Aufgegriffen wurden Darts Gedankengänge u. a. vom amerikanische Dramatiker Robert Ardrey, der in seinem Buch „African Genesis“ die Vorfahren des Homo sapiens als blutrünstige Wesen schilderte, ferner vom Science-Fiction-Autor Arthur C. Clarke, in dessen mit Stanley Kubrick gemeinsam geschaffenen Romanfassung 2001: Odyssee im Weltraum, die bekannte Szene mit dem Oberschenkelknochen-schwingenden Vormenschen enthalten ist, die auch in Kubricks Film 2001: Odyssee im Weltraum vorkommt.[3]

Literatur[Bearbeiten | Quelltext bearbeiten]

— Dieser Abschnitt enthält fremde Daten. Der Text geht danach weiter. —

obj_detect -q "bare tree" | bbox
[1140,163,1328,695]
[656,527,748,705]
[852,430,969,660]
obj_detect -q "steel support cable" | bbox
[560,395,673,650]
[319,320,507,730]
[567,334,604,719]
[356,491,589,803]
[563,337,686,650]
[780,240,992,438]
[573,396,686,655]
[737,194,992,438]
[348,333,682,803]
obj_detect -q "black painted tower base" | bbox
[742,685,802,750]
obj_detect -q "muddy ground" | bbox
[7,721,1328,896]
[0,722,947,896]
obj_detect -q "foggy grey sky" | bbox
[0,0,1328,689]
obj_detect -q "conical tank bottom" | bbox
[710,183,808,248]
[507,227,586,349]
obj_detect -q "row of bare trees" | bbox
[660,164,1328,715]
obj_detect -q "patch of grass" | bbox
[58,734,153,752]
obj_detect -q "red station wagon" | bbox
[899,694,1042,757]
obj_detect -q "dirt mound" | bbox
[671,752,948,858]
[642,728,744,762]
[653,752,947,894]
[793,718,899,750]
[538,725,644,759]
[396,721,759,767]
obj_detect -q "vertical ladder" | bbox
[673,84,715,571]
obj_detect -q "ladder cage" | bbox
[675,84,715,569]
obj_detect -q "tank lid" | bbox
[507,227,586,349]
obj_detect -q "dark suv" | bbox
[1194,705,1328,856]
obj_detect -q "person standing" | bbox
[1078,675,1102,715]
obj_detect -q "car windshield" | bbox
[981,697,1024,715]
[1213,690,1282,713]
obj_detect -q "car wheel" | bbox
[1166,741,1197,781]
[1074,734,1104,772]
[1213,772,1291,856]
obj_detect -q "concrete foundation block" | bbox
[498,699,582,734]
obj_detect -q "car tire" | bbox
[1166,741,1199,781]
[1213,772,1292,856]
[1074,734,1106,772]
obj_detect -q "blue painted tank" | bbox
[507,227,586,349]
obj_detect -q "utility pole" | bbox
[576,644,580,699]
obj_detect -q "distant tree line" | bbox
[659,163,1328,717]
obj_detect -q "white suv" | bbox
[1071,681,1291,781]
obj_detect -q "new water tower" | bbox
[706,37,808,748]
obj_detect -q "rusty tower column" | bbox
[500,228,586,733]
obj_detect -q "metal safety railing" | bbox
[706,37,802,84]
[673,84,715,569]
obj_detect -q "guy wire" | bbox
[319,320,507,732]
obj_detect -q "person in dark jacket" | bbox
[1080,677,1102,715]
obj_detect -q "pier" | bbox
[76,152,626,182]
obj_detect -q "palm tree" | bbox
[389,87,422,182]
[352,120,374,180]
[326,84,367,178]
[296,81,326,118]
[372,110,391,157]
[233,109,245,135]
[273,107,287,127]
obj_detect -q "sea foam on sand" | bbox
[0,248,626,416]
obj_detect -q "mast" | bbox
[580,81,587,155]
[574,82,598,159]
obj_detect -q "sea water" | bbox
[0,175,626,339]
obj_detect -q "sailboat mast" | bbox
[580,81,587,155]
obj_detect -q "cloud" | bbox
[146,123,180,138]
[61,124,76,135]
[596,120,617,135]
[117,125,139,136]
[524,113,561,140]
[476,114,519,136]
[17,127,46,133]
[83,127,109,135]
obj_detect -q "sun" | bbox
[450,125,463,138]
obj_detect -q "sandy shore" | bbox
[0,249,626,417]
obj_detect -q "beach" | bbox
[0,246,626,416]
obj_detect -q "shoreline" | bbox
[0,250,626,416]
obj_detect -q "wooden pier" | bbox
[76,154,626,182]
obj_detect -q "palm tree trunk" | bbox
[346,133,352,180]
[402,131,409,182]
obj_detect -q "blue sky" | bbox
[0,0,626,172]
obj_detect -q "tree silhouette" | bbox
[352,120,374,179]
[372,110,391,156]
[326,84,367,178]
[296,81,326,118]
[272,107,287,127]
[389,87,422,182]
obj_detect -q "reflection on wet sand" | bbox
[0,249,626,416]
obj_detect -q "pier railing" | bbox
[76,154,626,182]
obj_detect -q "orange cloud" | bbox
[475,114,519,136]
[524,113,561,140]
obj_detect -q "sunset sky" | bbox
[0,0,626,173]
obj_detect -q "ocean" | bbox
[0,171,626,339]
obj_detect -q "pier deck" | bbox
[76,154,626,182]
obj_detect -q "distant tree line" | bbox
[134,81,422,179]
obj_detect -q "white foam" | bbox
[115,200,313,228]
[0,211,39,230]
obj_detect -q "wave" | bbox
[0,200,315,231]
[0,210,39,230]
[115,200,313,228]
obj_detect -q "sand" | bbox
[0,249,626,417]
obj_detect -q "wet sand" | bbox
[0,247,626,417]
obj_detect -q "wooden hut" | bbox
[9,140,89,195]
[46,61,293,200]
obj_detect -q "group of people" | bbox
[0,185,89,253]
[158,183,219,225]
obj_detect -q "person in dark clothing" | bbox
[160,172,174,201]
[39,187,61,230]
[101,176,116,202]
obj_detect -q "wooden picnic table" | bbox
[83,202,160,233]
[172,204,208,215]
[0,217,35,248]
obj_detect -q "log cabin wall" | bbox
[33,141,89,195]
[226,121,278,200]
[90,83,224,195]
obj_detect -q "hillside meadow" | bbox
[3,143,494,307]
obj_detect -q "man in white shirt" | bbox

  • Raymond Dart: The predatory implemental technique of Australopithecus. In: Americal Journal of Physical Anthropology. Band 7, Nr. 1, 1949, S. 1–38, doi:10.1002/ajpa.1330070103
  • Raymond Dart: The bone-bludgeoning hunting technique of Australopithecus. In: South African Journal of Science. Band 2, 1949, S. 150–152.
  • Raymond Dart: The predatory transition from ape to man. In: International anthropological and linguistic review. Band 1, 1953, S. 201–208.
  • Raymond Dart: The Osteodontoceratic culture of Australopithecus prometheus. In: Transvaal Museum Memoir. Band 10, Pretoria 1957, S. 1–105.
  • Charles Kimberlin Brain: The Hunters or the hunted? An introduction to African cave taphonomy. University of Chicago Press, 1981, ISBN 978-0-22607090-2

Belege[Bearbeiten | Quelltext bearbeiten]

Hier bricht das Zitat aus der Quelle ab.